Version-Release number of selected component (if applicable):
Engine:
ovirt-engine-4.1.0-0.0.master.20161201071307.gita5ff876.el7.centos.noarch
Linux version 3.10.0-327.36.3.el7.x86_64 (builder.centos.org) (gcc version 4.8.5 20150623 (Red Hat 4.8.5-4) (GCC) ) #1 SMP Mon Oct 24 16:09:20 UTC 2016
Linux 3.10.0-327.36.3.el7.x86_64 #1 SMP Mon Oct 24 16:09:20 UTC 2016 x86_64 x86_64 x86_64 GNU/Linux
CentOS Linux release 7.3.1611 (Core) 

Host:
ovirt-engine-appliance-4.1-20161202.1.el7.centos.noarch
vdsm-4.18.999-1020.git1ff41b1.el7.centos.x86_64
ovirt-host-deploy-1.6.0-0.0.master.20161107121647.gitfd7ddcd.el7.centos.noarch
libvirt-client-2.0.0-10.el7_3.2.x86_64
ovirt-vmconsole-1.0.4-1.el7ev.noarch
ovirt-release41-pre-4.1.0-0.0.beta.20161201085255.git731841c.el7.centos.noarch
qemu-kvm-rhev-2.6.0-28.el7_3.2.x86_64
ovirt-hosted-engine-ha-2.1.0-0.0.master.20161130135331.20161130135328.git3541725.el7.centos.noarch
ovirt-engine-appliance-4.1-20161202.1.el7.centos.noarch
sanlock-3.4.0-1.el7.x86_64
ovirt-setup-lib-1.1.0-0.0.master.20161107100014.gitb73abeb.el7.centos.noarch
ovirt-engine-sdk-python-3.6.9.1-1.el7ev.noarch
ovirt-imageio-common-0.5.0-0.201611201242.gitb02532b.el7.centos.noarch
ovirt-vmconsole-host-1.0.4-1.el7ev.noarch
mom-0.5.8-1.el7ev.noarch
ovirt-hosted-engine-setup-2.1.0-0.0.master.20161130101611.gitb3ad261.el7.centos.noarch
ovirt-imageio-daemon-0.5.0-0.201611201242.gitb02532b.el7.centos.noarch
Linux version 3.10.0-514.2.2.el7.x86_64 (mockbuild.eng.bos.redhat.com) (gcc version 4.8.5 20150623 (Red Hat 4.8.5-11) (GCC) ) #1 SMP Wed Nov 16 13:15:13 EST 2016
Linux 3.10.0-514.2.2.el7.x86_64 #1 SMP Wed Nov 16 13:15:13 EST 2016 x86_64 x86_64 x86_64 GNU/Linux
Red Hat Enterprise Linux Server release 7.3 (Maipo)


How reproducible:
100%

Steps to Reproduce:
1.Deploy HE over NFS on RHEL7.3 host from ovirt-engine-appliance-4.1-20161202.1.el7.centos.noarch.
2.Once deployed, set host to global maintenance and then on engine run "yum install http://resources.ovirt.org/pub/yum-repo/ovirt-release41-pre.rpm -y && yum clean all && yum update -y --skip-broken"
3.Once finished, run engine-setup on engine.

Actual results:
engine-setup fails with "[ ERROR ] dwhd is currently running.
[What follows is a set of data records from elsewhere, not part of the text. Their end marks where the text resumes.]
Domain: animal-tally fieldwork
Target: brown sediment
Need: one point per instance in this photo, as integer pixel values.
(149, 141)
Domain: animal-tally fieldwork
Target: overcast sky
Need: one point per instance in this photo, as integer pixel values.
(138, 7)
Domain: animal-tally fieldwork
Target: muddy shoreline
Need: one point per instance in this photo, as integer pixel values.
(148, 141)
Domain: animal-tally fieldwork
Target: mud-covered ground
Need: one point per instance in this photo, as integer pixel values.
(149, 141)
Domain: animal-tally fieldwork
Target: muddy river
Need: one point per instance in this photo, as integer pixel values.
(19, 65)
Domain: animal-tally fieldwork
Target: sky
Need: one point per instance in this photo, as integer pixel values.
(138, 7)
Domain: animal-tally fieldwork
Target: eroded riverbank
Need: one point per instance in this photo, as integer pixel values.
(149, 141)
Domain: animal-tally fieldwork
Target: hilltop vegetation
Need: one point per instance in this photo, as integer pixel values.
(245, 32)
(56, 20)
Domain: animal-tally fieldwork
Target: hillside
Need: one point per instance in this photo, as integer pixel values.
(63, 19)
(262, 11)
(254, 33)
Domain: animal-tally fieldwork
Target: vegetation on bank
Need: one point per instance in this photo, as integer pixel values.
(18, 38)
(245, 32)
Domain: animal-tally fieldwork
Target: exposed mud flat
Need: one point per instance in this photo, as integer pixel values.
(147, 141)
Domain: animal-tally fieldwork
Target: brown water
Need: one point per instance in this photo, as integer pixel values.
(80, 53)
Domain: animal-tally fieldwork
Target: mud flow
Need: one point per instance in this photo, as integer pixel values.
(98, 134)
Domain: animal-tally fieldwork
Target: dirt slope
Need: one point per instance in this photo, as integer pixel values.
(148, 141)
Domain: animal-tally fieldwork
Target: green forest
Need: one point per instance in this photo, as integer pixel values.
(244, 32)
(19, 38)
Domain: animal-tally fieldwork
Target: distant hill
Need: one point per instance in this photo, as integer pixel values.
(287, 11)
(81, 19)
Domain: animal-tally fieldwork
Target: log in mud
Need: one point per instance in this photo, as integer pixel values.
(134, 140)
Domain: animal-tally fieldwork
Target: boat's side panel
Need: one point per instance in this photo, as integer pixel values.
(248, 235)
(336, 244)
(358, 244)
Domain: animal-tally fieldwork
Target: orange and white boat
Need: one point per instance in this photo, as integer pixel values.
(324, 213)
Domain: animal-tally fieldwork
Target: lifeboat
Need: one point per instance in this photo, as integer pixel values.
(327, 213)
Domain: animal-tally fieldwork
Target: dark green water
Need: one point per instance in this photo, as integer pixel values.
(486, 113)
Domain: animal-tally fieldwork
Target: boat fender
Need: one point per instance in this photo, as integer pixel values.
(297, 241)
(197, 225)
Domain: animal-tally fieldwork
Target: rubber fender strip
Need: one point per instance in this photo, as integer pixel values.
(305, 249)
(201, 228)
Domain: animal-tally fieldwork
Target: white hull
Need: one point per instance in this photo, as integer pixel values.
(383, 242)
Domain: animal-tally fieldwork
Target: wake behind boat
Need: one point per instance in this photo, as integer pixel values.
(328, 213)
Its hostname is FQDNofmyengine. Please stop it before running Setup.
[ ERROR ] Failed to execute stage 'Transaction setup': dwhd is currently running"

Expected results:
engine-setup should pass without errors.

Additional info:

(Originally by Nikolai Sednev)

Comment 1 rhev-integ 2017-02-27 13:08:14 UTC

Created attachment 1231822 [details]
boot.log

(Originally by Nikolai Sednev)

Comment 3 rhev-integ 2017-02-27 13:08:20 UTC

Created attachment 1231823 [details]
engine.log

(Originally by Nikolai Sednev)

Comment 4 rhev-integ 2017-02-27 13:08:26 UTC

Created attachment 1231825 [details]
ovirt-engine-dwhd.log

(Originally by Nikolai Sednev)

Comment 5 rhev-integ 2017-02-27 13:08:33 UTC

Created attachment 1231826 [details]
ovirt-engine-setup-20161214183600-ozoyih.log

(Originally by Nikolai Sednev)

Comment 6 rhev-integ 2017-02-27 13:08:39 UTC

Created attachment 1231827 [details]
ovirt-engine-setup-20161214192609-q08i8b.log

(Originally by Nikolai Sednev)

Comment 7 rhev-integ 2017-02-27 13:08:45 UTC

Created attachment 1231828 [details]
server.log

(Originally by Nikolai Sednev)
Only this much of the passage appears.